I went to cover a demonstration in West Beirut yesterday morning – yes, please note the capital W on "West" – and then I get a text from a Lebanese woman on my mobile phone, asking if she will have to wear a veil when she returns to Lebanon. How do I reply? That the restaurants are still open? That you can still drink wine with your dinner?
That is the problem. For the war in West Beirut is not about religion. It is about the political legitimacy of the Lebanese government and its "pro-American" support (the latter an essential adjective to any US news agency report), which Iran understandably challenges.
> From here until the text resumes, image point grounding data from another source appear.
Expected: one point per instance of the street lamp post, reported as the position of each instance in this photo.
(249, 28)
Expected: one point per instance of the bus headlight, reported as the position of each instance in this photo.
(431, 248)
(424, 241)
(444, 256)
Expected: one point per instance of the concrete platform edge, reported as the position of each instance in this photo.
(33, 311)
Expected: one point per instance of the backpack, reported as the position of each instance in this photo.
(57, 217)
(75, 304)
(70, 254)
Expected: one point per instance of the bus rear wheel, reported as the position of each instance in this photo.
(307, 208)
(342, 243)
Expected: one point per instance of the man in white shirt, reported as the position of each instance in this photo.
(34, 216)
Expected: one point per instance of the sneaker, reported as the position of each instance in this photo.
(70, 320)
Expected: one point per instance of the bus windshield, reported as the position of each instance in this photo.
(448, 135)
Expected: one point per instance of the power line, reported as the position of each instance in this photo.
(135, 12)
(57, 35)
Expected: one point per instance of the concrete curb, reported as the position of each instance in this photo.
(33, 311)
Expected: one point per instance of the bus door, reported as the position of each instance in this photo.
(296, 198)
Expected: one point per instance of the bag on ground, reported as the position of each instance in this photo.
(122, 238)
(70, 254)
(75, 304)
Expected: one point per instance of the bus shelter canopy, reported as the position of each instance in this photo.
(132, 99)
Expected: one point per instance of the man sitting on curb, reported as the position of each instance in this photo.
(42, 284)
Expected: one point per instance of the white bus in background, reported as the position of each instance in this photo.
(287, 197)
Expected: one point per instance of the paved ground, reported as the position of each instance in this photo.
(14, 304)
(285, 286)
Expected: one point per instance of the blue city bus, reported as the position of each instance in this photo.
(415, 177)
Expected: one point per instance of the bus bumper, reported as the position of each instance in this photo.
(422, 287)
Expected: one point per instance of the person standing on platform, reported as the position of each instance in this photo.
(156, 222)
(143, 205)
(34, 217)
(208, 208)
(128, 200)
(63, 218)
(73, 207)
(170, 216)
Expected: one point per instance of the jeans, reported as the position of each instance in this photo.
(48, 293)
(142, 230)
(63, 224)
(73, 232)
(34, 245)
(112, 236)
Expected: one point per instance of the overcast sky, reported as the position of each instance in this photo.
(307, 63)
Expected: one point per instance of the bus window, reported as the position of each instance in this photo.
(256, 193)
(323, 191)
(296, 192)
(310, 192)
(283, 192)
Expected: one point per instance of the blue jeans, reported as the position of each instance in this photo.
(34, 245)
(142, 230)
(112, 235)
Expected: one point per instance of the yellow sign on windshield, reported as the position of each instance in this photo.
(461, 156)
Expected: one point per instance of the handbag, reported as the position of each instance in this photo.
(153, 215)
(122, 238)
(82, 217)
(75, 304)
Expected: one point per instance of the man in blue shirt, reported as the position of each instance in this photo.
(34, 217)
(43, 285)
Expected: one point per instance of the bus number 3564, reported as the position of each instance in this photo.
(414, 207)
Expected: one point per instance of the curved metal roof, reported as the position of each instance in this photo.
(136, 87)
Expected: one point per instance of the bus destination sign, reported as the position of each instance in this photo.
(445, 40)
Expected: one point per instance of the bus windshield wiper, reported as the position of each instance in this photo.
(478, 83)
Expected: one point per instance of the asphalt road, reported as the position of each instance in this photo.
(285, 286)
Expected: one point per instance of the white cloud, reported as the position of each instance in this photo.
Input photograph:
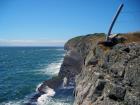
(39, 42)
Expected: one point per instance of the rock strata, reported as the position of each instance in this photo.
(108, 75)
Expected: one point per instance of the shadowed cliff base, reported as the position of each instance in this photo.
(100, 74)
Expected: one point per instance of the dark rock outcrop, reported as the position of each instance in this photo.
(109, 75)
(101, 75)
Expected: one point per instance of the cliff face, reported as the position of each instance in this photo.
(103, 75)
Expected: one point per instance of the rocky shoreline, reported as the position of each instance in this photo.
(99, 74)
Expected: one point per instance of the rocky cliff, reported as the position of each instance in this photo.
(103, 75)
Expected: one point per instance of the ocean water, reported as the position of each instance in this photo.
(22, 69)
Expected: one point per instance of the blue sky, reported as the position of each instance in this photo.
(53, 22)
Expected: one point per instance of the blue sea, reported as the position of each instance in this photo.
(23, 69)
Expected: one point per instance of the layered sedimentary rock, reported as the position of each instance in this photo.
(101, 74)
(109, 75)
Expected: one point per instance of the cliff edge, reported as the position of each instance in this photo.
(104, 75)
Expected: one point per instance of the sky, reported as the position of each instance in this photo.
(53, 22)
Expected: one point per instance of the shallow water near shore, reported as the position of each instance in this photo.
(22, 69)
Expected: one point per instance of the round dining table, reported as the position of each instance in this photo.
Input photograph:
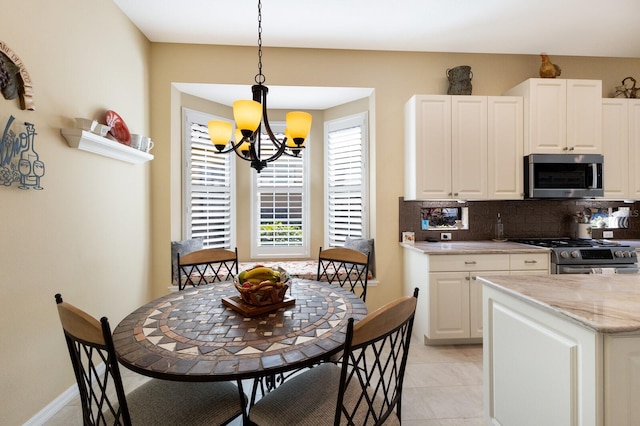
(191, 335)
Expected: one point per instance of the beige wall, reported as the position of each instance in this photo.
(87, 234)
(394, 76)
(99, 232)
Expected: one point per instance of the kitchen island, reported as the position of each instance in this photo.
(561, 350)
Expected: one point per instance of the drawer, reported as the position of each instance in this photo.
(471, 262)
(525, 261)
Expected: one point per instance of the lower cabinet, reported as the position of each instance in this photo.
(450, 301)
(543, 368)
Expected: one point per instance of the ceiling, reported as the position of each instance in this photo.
(557, 27)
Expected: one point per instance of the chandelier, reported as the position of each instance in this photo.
(249, 115)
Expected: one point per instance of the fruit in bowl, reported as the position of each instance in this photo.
(262, 285)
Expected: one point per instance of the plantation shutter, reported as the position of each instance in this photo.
(346, 184)
(280, 196)
(210, 190)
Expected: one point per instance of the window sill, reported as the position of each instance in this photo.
(87, 141)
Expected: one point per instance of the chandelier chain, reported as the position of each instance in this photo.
(260, 78)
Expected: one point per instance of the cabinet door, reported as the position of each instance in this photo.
(475, 301)
(615, 148)
(584, 116)
(469, 147)
(449, 305)
(547, 116)
(428, 147)
(505, 147)
(634, 148)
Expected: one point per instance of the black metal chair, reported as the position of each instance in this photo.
(365, 389)
(215, 263)
(156, 402)
(347, 267)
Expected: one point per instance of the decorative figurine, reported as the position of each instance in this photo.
(627, 90)
(547, 69)
(19, 162)
(459, 80)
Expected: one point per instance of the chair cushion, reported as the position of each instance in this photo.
(164, 402)
(182, 247)
(365, 246)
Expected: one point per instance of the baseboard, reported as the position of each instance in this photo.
(59, 403)
(54, 406)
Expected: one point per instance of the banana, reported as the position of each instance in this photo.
(262, 273)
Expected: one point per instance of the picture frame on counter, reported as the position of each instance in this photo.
(409, 237)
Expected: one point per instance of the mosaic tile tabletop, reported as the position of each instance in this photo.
(191, 335)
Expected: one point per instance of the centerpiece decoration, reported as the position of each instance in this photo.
(262, 289)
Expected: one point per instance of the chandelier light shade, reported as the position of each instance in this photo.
(220, 133)
(251, 115)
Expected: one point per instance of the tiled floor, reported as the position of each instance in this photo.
(443, 387)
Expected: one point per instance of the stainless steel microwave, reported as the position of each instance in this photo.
(563, 176)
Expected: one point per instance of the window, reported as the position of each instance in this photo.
(208, 189)
(346, 189)
(279, 203)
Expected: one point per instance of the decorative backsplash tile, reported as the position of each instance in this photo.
(521, 219)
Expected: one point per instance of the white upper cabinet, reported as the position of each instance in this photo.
(621, 148)
(427, 147)
(446, 147)
(634, 149)
(615, 148)
(561, 116)
(505, 147)
(463, 147)
(469, 147)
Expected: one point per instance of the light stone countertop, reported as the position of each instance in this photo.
(606, 303)
(472, 247)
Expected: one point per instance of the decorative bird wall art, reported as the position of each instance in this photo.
(548, 69)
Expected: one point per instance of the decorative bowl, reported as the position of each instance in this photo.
(86, 124)
(266, 292)
(101, 129)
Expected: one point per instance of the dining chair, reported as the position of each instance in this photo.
(347, 267)
(364, 389)
(216, 263)
(165, 402)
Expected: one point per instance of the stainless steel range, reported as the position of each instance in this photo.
(570, 256)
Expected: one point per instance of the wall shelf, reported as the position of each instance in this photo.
(87, 141)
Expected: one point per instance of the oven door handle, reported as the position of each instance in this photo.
(633, 270)
(574, 270)
(589, 270)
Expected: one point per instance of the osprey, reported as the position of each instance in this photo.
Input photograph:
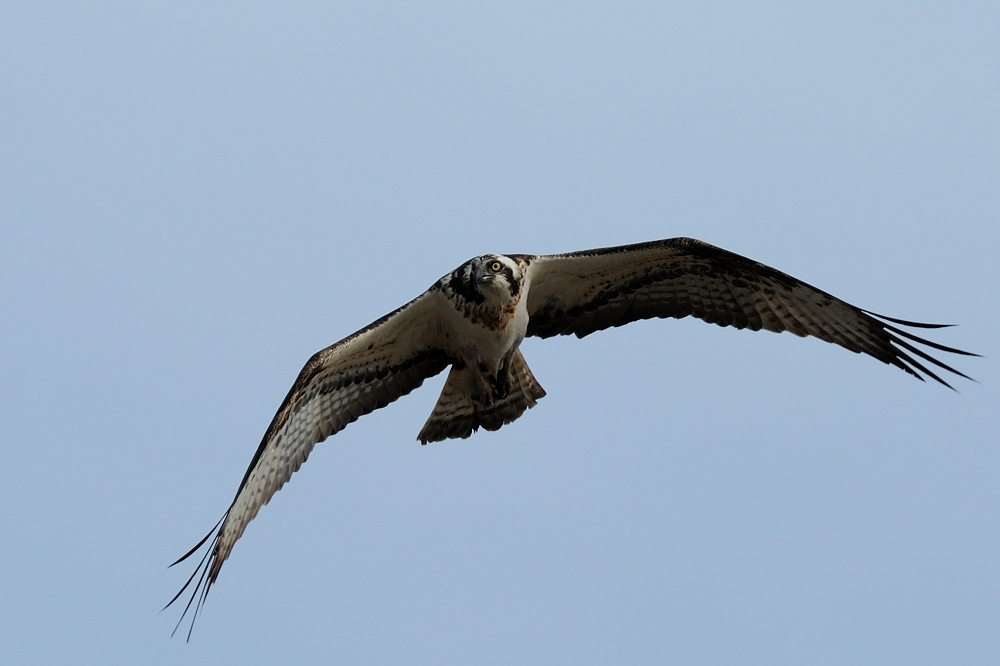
(474, 320)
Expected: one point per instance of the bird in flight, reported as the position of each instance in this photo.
(474, 320)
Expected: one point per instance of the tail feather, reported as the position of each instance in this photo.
(456, 415)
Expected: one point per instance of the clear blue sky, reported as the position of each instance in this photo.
(193, 200)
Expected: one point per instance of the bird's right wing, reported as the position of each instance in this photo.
(583, 292)
(363, 372)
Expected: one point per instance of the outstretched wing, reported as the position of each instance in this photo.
(361, 373)
(589, 291)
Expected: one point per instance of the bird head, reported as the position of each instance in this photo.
(496, 277)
A few days ago, I went to view an exhibition – here, in Beirut – of posters of the terrible 15-year civil war which cost the Lebanese and Palestinians 150,000 lives. It was called "Signs of Conflict: Political Posters of Lebanon's Civil War, 1975-1990", and I came to the conclusion that there would never be a civil war in Lebanon again. How could a people who were prepared to show such outrageous placards re-fight this hopeless conflict? But, am I not seeing almost identical posters in the streets of West Beirut?
So let us start at the beginning (be that the Ottoman, French, post-Versailles beginning of Lebanese history). Or let us begin yesterday, when it was broadcast that two Hizbollah members (for which read Shia Muslims) were knifed to death in Aley by Druze Muslims. Outrageous, if true. So let us begin with the statement that the Lebanese army command has decided to let Brigadier General Wafiq Chucair remain in command of security at Beirut airport. And that the Lebanese army commander – General Michel Sulaiman (the favourite for president if parliament, after 18 sittings, decide to choose one) – was determined to restore "law and order".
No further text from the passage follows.